Alors que l'orage du matin a recouvert les pistes défoncées de Bangui d'une couche de boue rouge, le convoi s'ébroue du camp M'Poko où vivent des milliers de réfugiés. Sur le bord de la route, des enfants en haillons agitent les bras et lèvent le pouce. Les premières insultes ne se font pas attendre. « Violeurs », hurle un homme lorsque le convoi traverse le quartier musulman de PK5. Goguenard, son voisin mime l'acte du coït avec ses doigts. Lunettes de soleil sur les yeux, fusil-mitrailleur à la main, le soldat chargé de surveiller l'arrière du blindé reste impassible.


Doigts d'honneur


De fait, pas vraiment de quoi s'alarmer. La mise en place de la patrouille à pied ne provoque aucune émotion particulière dans cette rue animée du quartier Fatima. L'adjudant Christophe instaure le dialogue avec les commerçants. Emeri s'épanche : « Les accusations sont graves, il faut que justice soit faite ! » Le ton reste très courtois.
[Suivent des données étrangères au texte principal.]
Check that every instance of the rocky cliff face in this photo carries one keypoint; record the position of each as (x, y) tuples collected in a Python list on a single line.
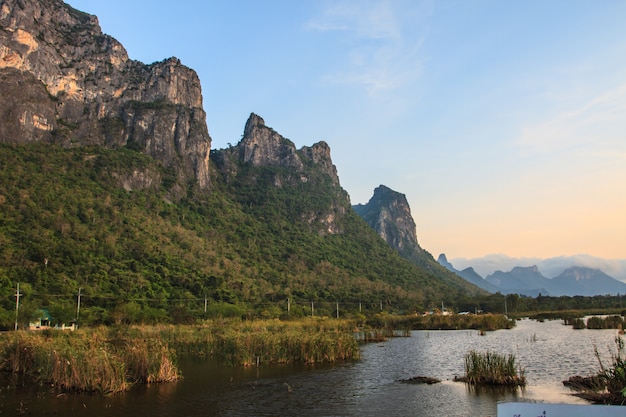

Deux semaines après la révélation des accusations, c'est d'ailleurs le soulagement qui prédomine au sein du déploiement. « Avec une affaire de ce type, on pouvait craindre un embrasement, admet le colonel Cluzel. On a donc été extrêmement attentifs aux réactions. Heureusement, on n'a ressenti aucune animosité exacerbée et les sourires sont encore nombreux. » Sur le fond, l'officier ne cache pas son dégoût. « Si les faits sont avérés, il faut que les auteurs soient sanctionnés à la hauteur de leur gravité. Mais nous ressentons aussi une certaine injustice. Car si ces faits ont été commis, ils vont jeter une ombre sur le travail remarquable que les quelque 10 000 soldats qui se sont succédé ici ont effectué. »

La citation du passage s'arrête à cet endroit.